Presiden Joko Widodoresmi menunjuk sebagian wilayah kabupaten Penajam Paser Utara dan Kutai Kartanegara sebagai calon ibu kota baru pengganti Jakarta. Meski pindah ibu kota bukan rencana yang baru kita dengar, tetap saja mengejutkan. Sebab penunjukan lokasi berlangsung cepat. Malah pekan lalu pemerintah mengaku masih belum menentukan final lokasi ibu kota baru, lantaran masih ada kajian yang belum rampung.
Pengumuman resmi awal pekan ini memunculkan polemik dan tanda tanya. Bukan saja soal keseriusan Jokowi tapi dasar kajian yang melandasi pemilihan dua lokasi itu.

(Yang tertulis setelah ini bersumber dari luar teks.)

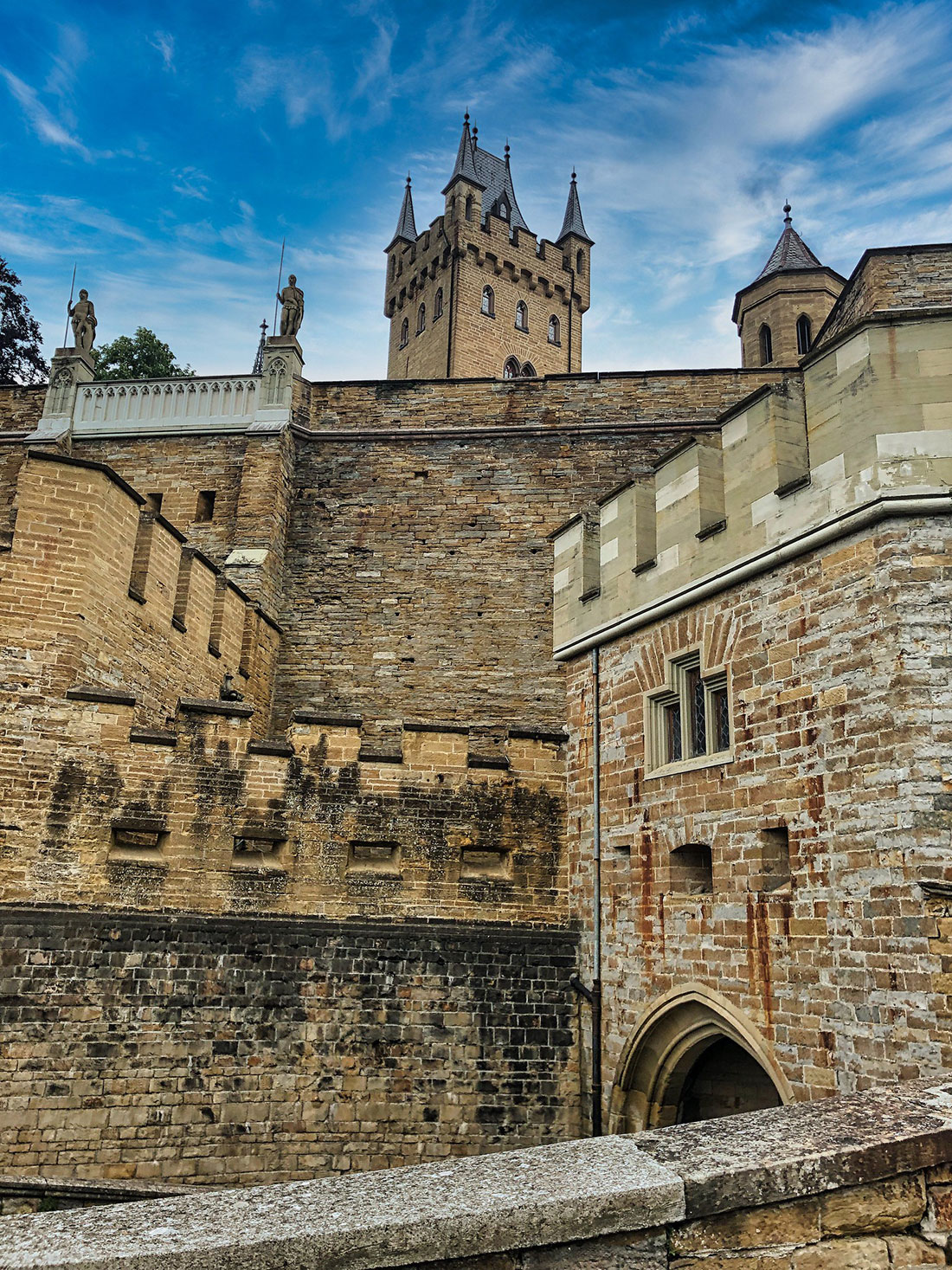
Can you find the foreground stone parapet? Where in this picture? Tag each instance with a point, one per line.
(843, 1183)
(395, 1217)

Hingga saat ini publik tidak tahu menahu seperti apa hasil kajian komprehensif, jika benar sudah dilakukan.
Tentu saja kita tidak puas dengan dokumen powerpoint yang berisi paparan Menteri PPN yang beredar di media sosial. Yang publik butuh adalah hasil kajian mendalam secara ekonomi, ekologis, sosial, budaya yang bisa dipertanggungjawabkan secara akademik. Yang demikian itu untuk menjawab berbagai pertanyaan yang kini berkembang liar di luar sana.

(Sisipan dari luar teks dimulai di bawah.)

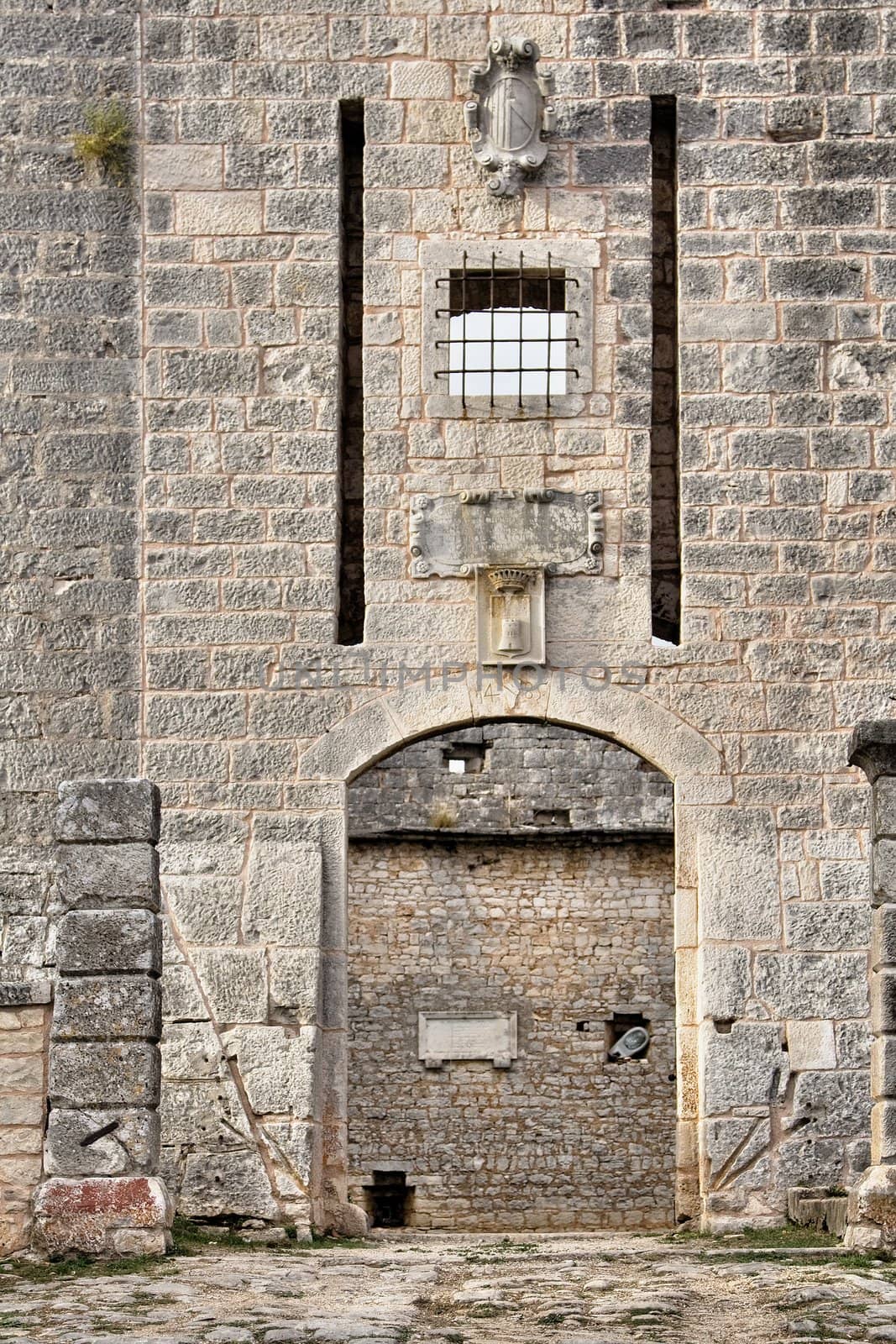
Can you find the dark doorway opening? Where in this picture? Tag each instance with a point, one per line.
(389, 1196)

Sebesar apa beban Jakarta berkurang dengan tidak lagi menyandang predikat sebagai ibu kota? Benarkah relokasi ibu kota tidak menimbulkan masalah baru? Benarkah risiko bencana minim di kawasan yang membentang melintasi kabupaten Penajam Paser Utara dan kabupaten Kutai Kartanegara? Bagaimana konsep tata ruang yang bersahabat dengan alam dan masyarakat lokal? Dan sebagainya.
The devils are in the details . Hal yang terlihat kecil bisa jadi kelak sangat berpengaruh terhadap hal yang lebih besar. Jangan sampai anggaran sebesar Rp 466 triliun –pun tidak menggunakan APBN– jadi mubazir lantaran perencanaan yang tidak matang.